Kelly O has made a name for herself in the Pacific Northwest shooting photos for Seattle’s The Stranger. Famous for her column “Drunk of the Week,” she currently has a show running at the IGLOO Art Gallery entitled Floater.
Note from the (drunk) underground
Kelly O has made a name for herself in the Pacific Northwest shooting photos for Seattle’s The Stranger. Famous for her column “Drunk of the Week,” she currently has a show running at the IGLOO Art Gallery entitled Floater that brings together new and old work in a celebration of alternative lifestyles and the male form.
Damien Gilley and Bryon Schroeder started IGLOO two-and-a-half years ago with plans to make it a space that focused a lot on conceptual art. Currently, the gallery is still headed up by Gilley and Schroeder, with the addition of Christine Taylor, a local photographer, artist and teacher who lives at the gallery, serving as a literal artist-in-residence and additional curator.
Taylor’s rent serves as a main source of financial backing for the space. Those involved with the gallery have intentionally tried to steer away from any kind of outside financial dependence and have never sought to make money off the gallery in an effort to preserve their independence and authenticity.
“We’re intentionally not trying to make money because we believe we’ll be able to be more authentic in our choices for artists,” Taylor said.
Kelly O, who considers herself to be first and foremost a designer, has shown at the gallery before. Floater is a combination of her works and a documentary by Mark Escribano called The Super Noble Brothers, a film that follows the lives of three brothers who have deeply invested their lives in collecting rare records and creating art.
Escribano’s work, like Kelly O’s, is a celebration of alternative lifestyles and the creative process.
“The film is really important to me to show because I feel like it represents the reality for many creative people who choose to live a creative life and be a creative professional. It’s not easy,” Taylor said. “We often hear the stories about people who go on to become famous. We don’t often get access to those who don’t become famous.”
Kelly O’s work manifests the alternative lifestyle in a different life. For anyone familiar with her work as a columnist for The Stranger and her various shoots for publications like VICE and SPIN, her personal style is one of spontaneity.

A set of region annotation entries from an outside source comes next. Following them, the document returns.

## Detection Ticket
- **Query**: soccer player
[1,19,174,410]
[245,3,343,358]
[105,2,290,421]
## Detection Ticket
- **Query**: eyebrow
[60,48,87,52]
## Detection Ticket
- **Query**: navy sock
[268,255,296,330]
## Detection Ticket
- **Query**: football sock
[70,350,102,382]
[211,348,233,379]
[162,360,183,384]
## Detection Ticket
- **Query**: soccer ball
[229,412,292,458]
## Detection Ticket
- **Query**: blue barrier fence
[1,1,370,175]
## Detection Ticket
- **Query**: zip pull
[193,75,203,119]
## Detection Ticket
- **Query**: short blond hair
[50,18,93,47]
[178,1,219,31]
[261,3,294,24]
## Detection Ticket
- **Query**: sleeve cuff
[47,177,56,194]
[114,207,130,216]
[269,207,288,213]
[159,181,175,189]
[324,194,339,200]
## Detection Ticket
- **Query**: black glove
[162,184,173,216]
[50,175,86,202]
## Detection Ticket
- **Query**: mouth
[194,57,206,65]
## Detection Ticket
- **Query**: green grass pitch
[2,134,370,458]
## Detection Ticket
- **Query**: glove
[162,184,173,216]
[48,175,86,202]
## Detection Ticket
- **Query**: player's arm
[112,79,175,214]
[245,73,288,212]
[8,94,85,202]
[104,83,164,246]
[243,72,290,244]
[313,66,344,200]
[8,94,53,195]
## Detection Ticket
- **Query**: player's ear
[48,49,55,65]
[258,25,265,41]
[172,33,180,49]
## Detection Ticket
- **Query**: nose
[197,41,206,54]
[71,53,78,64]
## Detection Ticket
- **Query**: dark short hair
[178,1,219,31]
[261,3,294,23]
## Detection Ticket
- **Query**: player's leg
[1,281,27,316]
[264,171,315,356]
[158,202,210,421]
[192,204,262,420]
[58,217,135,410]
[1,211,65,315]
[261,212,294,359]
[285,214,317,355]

“I’m not really a studio photographer, I guess,” Kelly said. “I do a lot of things sort of off the hip and on the fly.”
The photographs in Floater are all from outtakes or other random shots Kelly picked up over the years in her work as a photographer.
“They’re all incidental shots,” Kelly said. “They’re all just outtakes or shots that I just had from shooting other things…I don’t really like posing people…I’ve had a few studio jobs and I have a really hard time posing people. I do it…but it’s really hard for me because I’m used to just trying to capture what’s already happening and capturing that realness is what I really appreciate in photography.”
This realness is very evident in her photos, a lot of which are color-saturated, candid shots of people in odd predicaments.
“[‘Drunk of the Week’] has influenced [my work] not in that I only shoot drunk people, but going someplace, I’ll sit and watch and just sort of be a fly on the wall and I wait for something,” Kelly said. “I think that’s sort of the way I photograph things.”
An overarching theme in Kelly O’s work has been the prominence of men in her photographs, something that can be seen in the latest show—which is entirely about men. As an artist, Kelly has gone out of her way to explore the male figure in ways that many other artists have neglected to do.
“I feel like a lot of photographers are really focused on women, they’re constantly objectified in advertising and just all sorts of images,” Kelly said. “People don’t really turn the camera on guys as much in that way in that sexy campy way.”
Whether she’s shooting drunk people, musicians or unsuspecting people on the street, Kelly’s work remains a unique snapshot into the Northwest underground and a sub-culture of creative people living alternative lives.